米国内無神論者らから、合衆国政府で行う9.11記念式典は公的な式典であるため、いかなる宗教からも自由であるべきだとの意見が高まる中行われた11日の米同時多発テロ事件10周年記念式典では、オバマ米大統領およびルドルフ・ジュリアーニ前ニューヨーク市長は聖書から御言葉を引用し、祈りを捧げた。ブッシュ前大統領もアブラハム・リンカーンが神について述べた文書を引用して演説を行った。
オバマ米大統領は記念式典において旧約聖書詩篇46篇を引用し、「神はわれらの避けど所であり、力であり、苦しむときにそこにある助けです。それゆえ、私たちは恐れません。たとえ、地は変わり山々が海の真ん中に移ろうとも、その水が立ち騒ぎ、あわだっても、その水かさが増して山々が揺れ動いても」と演説の初めに聖書を朗読した。
オバマ米大統領は、ミシェル・オバマ夫人、ブッシュ前大統領およびローラ・ブッシュ夫人とともにグラウンド・ゼロを訪れ、黙とうを捧げた。9.11記念式典が行われる数週間前から、ニューヨーク市長ブルームバーグ氏が記念式典においていかなる宗教指導者も招かず、いかなる宗教的祈りも捧げないとの決断を下していたことに対し、米国中で議論が生じていた。
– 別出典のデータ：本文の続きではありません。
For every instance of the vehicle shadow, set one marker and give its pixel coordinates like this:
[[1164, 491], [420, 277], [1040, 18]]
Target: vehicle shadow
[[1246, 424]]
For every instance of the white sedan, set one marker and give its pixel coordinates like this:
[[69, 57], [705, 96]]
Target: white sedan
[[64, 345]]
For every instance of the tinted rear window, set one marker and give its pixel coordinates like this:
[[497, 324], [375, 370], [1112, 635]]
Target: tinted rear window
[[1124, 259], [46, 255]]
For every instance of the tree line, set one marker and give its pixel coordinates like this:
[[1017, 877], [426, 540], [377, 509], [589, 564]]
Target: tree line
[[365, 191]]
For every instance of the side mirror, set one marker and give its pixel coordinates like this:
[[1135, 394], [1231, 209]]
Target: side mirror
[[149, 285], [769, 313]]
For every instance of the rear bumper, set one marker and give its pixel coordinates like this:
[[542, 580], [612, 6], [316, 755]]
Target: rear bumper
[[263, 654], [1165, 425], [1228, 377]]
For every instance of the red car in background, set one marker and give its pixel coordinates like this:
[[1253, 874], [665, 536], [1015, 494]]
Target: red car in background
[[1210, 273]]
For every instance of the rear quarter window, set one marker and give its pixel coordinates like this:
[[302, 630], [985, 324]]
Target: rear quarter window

ブルームバーグ氏の決断にもかかわらず、9.11記念式典は祈りや聖書の御言葉を引用した演説に満ちたものとなった。
ブッシュ前大統領は、記念式典で1864年のアブラハム・リンカーンの文書を読み上げ、「天にまします我らの父が悲しみを和らげ、失ってしまった最愛の人の良い思い出だけを残し、自由の祭壇の上に犠牲された方々がご遺族の方々の誇りとなりますように」と述べた。
ジュリアーニ前ニューヨーク市長は、伝道者の書を引用し、「私たちがこの10年間を通して必要とした見識、その後も必要な見識は『伝道者の書』の神の御言葉にもっとも良く表現されています」と述べ、伝道者の書3章1節から9節を朗読した。ジュリアーニ前市長は「神様が私たちが失ったすべての魂を祝してくださいますように。神様が遺族の方々の心を祝し、また私たちが天で再び結ばれるように導かれ、この国を祝福してくださいますように」と述べて演説を終えた。
オバマ大統領は詩篇46篇のすべてを演説で読み上げ、「『やめよ。わたしこそ神であることを知れ。わたしは国々の間であがめられ、地の上であがめられる。』万軍の主はわれらとともにおられる。ヤコブの神はわれらのとりでである」と述べて演説を締めくくった。